We were diversified. In the bubble days, we were 60 percent communication, and 40 percent consumer and industrial. Today, we are about 60 percent consumer and industrial, and 40 percent enterprise. And of course, the consumer cellphone side is growing faster.

In terms of geographical markets, where are your energies focused?
Jeff Henderson: We are focused on Asia, which is where everybody has to be. We have more than 50 percent of our shipments going to Asia today. We are certain to see more design activity in the region as well. We are working with top-tier mobile-phone companies in Europe and in Korea, and with the next tier of handset companies, including those in Asia. As for the industrial segment, companies not only manufacture, but also design in Asia. Each of the products we provide has a presence in Asia.
China is already a large market. There was a 35 percent growth in semiconductor consumption last year. There is no faster growth anywhere in terms of this consumption. With the fact that standards are in place for 3G, we should obviously expect more semiconductor content. In fact, we have a solution that is a combination of power-amplifier and filtering technologies for mobile phones. And if we put these together in an integrated platform, it results in a very power-efficient solution. So if you put 3G in China, with all the potential subscribers there, we would love the opportunity.

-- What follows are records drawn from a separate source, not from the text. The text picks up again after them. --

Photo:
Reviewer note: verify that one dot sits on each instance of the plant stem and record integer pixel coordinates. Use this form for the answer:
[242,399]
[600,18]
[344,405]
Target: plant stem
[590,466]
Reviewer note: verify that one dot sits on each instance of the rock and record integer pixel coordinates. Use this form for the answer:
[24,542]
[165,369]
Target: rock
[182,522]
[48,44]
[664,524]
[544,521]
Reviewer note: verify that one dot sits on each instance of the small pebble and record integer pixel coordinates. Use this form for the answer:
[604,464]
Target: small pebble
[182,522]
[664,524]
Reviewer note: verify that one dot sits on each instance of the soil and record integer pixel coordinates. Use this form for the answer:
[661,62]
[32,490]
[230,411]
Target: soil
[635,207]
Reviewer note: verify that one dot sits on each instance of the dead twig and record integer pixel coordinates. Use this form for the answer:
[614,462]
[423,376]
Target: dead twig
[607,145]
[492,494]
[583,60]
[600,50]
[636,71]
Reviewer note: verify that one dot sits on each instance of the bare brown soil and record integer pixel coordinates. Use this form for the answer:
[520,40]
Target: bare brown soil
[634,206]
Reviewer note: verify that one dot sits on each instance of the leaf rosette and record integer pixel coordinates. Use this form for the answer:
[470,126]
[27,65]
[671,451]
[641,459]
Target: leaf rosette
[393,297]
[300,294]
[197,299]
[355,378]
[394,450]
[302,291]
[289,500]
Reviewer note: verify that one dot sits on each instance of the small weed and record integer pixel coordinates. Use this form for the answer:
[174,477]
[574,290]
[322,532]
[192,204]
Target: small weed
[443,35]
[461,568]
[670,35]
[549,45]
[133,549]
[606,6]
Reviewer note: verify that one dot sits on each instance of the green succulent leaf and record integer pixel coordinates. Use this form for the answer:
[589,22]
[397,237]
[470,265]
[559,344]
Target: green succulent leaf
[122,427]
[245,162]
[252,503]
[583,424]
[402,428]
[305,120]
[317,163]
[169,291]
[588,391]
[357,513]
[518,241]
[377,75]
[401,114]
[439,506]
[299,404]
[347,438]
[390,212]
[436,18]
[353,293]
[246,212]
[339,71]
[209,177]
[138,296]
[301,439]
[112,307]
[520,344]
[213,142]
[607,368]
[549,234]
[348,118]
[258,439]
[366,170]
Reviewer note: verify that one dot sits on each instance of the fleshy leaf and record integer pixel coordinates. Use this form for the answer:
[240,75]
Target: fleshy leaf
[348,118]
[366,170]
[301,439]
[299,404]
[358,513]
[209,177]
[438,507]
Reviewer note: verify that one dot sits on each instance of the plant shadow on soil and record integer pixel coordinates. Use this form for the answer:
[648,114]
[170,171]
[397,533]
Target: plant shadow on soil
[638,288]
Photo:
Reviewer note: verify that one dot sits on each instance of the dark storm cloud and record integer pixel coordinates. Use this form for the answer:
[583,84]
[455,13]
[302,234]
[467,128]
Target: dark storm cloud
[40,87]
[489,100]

How has the transition been from the Agilent Malaysia facility to Avago? What are some of the challenges you are facing?
Bian Ee Dato Tan: Earlier, there were 5,000 employees!3,000 with Avago and 2,000 with Agilent. So what we have done is basically increase the use of in-house resources so that we can focus on activities to empower business management. In Malaysia, we have focused on product engineering and new products. We have operations in China, the Philippines and other low-cost countries. We've outsourced some of these activities.
Low Peck Kem: When we moved from HP to Agilent, we had a 10-month transition period. From Agilent to Avago, we had four months. So first, we asked employees to leave HP and join Agilent!and now, to leave Agilent and join Avago. We not only made the transition on time, but we had a more than 99 percent sign-on rate.

The Agilent brand has been quite strong. What is your strategy for the Avago brand?
Henderson: We are very optimistic that the Avago brand in the semiconductor sector will become much stronger. Many people worldwide recognize the semiconductor products of HP. The Agilent Technologies brand is very strong in test equipment. It's actually not that strong in semiconductors.
I think the separation of Agilent from HP helped us in the sense that customers will remember that the transition caused no disruption of supplies. So when we informed them of the separation of semiconductor products from Agilent, they had great confidence in us. They believed that we could be a better semiconductor supplier because we are better focused, and we'll do a better job without the encumbrance of corporate policies and all those other things that came with being part of Agilent. We are very excited for the opportunity to pursue our own destiny. We're more focused and more efficient, and we've got more savings, so we can carefully decide on how to invest.